Não é necessário que seja assim, pois o sertão amolda-se às circunstâncias e desejos do artista. Marcelo Gomes, em Cinema, Aspirinas e Urubus (2005) já havia percebido esse potencial ao ambientar nele a história que envolve um alemão e um brasileiro, na época da 2ª Guerra Mundial, para fazer uma reflexão sobre o Brasil e sua relação com o estrangeiro. Mas também para falar da amizade e da solidariedade como valores fundamentais, mesmo em ambiente árido e em tempo de guerra.

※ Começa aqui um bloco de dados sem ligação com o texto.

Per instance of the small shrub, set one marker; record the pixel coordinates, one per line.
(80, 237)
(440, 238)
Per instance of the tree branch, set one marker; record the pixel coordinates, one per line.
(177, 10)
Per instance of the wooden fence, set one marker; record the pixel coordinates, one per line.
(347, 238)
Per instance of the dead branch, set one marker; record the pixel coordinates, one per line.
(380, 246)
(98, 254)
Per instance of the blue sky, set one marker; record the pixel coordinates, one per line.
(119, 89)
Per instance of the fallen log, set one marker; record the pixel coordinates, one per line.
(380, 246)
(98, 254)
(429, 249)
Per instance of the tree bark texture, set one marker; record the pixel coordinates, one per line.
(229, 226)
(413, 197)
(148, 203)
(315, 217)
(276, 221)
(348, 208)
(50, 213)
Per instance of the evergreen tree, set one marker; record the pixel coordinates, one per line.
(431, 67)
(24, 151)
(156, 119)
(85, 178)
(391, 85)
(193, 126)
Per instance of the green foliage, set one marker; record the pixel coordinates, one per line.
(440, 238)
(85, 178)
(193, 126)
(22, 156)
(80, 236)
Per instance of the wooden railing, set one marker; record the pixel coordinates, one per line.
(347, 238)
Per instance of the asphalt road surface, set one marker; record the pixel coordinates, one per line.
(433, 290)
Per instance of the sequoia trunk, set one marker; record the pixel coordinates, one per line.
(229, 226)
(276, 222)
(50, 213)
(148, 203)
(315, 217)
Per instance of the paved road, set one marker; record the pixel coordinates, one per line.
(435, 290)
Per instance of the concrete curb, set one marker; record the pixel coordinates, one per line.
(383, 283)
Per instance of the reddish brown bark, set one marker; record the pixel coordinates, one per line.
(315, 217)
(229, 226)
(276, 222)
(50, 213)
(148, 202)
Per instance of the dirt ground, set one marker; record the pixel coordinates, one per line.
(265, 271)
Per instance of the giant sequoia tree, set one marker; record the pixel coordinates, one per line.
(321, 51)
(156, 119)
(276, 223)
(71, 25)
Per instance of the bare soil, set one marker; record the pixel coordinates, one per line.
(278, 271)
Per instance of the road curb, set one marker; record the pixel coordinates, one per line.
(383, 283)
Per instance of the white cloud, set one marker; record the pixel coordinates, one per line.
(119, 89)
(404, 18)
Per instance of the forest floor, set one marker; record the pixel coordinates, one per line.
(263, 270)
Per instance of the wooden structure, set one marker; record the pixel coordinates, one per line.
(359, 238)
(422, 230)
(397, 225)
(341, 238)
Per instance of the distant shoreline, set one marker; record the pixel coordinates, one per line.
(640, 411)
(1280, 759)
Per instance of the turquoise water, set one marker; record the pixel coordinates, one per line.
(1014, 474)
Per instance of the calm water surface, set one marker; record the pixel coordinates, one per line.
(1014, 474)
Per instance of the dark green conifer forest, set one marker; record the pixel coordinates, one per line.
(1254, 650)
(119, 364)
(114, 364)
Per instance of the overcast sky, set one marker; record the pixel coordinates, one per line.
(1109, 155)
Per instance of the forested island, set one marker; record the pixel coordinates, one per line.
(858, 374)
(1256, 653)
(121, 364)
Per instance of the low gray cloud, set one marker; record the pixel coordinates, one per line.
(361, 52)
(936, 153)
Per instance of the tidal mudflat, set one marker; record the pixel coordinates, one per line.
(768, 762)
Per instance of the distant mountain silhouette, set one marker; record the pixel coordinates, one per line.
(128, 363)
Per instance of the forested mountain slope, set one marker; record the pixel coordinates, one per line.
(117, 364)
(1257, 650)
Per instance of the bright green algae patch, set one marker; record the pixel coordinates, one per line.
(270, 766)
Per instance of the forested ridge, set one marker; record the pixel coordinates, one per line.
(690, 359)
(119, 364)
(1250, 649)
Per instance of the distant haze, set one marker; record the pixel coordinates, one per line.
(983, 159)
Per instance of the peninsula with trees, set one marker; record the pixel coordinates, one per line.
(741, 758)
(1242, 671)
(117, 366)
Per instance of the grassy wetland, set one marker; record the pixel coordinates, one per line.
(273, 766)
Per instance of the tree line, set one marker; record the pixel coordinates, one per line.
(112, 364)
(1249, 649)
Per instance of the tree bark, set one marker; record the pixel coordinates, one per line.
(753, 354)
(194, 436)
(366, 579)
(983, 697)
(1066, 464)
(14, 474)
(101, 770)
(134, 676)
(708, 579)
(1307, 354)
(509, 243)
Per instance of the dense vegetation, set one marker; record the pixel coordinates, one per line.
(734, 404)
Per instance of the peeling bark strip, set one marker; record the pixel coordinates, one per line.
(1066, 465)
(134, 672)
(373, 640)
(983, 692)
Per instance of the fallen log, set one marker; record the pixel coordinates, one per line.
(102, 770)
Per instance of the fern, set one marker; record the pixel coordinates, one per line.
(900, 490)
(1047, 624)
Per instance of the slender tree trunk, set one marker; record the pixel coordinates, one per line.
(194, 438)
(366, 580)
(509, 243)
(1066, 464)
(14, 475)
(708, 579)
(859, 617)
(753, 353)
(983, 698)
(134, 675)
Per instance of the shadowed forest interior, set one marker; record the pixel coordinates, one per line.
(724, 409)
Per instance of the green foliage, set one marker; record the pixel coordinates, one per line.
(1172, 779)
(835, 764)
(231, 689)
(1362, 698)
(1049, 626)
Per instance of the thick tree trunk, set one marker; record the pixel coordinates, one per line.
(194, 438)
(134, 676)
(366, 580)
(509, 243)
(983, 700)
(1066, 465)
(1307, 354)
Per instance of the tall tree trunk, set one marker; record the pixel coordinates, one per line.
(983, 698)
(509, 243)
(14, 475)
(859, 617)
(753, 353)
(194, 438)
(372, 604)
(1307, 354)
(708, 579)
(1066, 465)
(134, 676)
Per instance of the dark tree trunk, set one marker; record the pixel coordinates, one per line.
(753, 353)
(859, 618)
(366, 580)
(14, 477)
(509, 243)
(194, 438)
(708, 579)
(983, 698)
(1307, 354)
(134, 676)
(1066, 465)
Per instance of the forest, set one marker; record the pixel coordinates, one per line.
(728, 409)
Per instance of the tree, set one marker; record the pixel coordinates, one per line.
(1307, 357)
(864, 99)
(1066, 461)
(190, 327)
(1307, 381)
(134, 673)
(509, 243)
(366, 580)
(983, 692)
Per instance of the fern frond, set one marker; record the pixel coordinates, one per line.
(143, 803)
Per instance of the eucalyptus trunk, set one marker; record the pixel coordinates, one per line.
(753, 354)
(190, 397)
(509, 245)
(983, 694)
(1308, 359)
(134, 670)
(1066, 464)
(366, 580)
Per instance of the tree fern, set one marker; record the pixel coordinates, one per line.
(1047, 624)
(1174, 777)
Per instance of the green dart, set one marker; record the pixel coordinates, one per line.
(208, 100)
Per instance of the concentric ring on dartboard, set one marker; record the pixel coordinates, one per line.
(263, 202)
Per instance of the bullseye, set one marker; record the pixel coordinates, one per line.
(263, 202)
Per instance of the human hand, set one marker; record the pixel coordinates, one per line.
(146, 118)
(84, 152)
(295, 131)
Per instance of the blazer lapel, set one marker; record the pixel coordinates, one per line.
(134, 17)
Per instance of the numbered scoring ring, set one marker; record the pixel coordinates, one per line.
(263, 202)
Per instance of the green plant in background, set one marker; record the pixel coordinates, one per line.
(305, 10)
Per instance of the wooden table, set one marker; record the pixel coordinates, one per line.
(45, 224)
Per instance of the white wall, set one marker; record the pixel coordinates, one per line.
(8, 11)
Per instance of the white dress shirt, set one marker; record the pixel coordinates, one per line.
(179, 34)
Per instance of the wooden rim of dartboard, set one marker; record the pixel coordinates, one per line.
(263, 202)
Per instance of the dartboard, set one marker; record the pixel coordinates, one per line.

Em Viajo Porque Preciso, Volto Porque Te Amo, o sertão funciona como moldura para um drama amoroso contado em primeira pessoa. "Zé Renato (Irandhir Santos) é um geólogo, classe média, que viaja pelo sertão e vai se contaminando por aquela paisagem, por aquele universo da estrada. As imagens refletem os sentimentos de Zé Renato, que está passando por um momento de desenlace amoroso, e aquela frase, que está no título, escrita num banheiro e presente em muitos para-choques de caminhões, se cristaliza em seus pensamentos", diz o diretor Marcelo Gomes.

Então, há a "paisagem" interna do personagem, desolada pela separação, que se rebate na paisagem externa sertaneja, atravessada nesse road movie existencial. Mas o filme não se conforma a um personagem ensimesmado. Ao tentar o reencontro consigo, o geólogo Zé Renato não pode deixar de observar o que se passa em volta: "Esse é um mundo em transformação. Um Brasil do interior, mas que vive um processo de modernização desenfreada, esdrúxula, uma fricção entre o rural e o urbano", diz Marcelo Gomes.

Cada época reinventa o seu sertão de acordo com suas possibilidades e necessidades. Ele, o sertão, continua em toda parte, como sempre. É o mundo todo.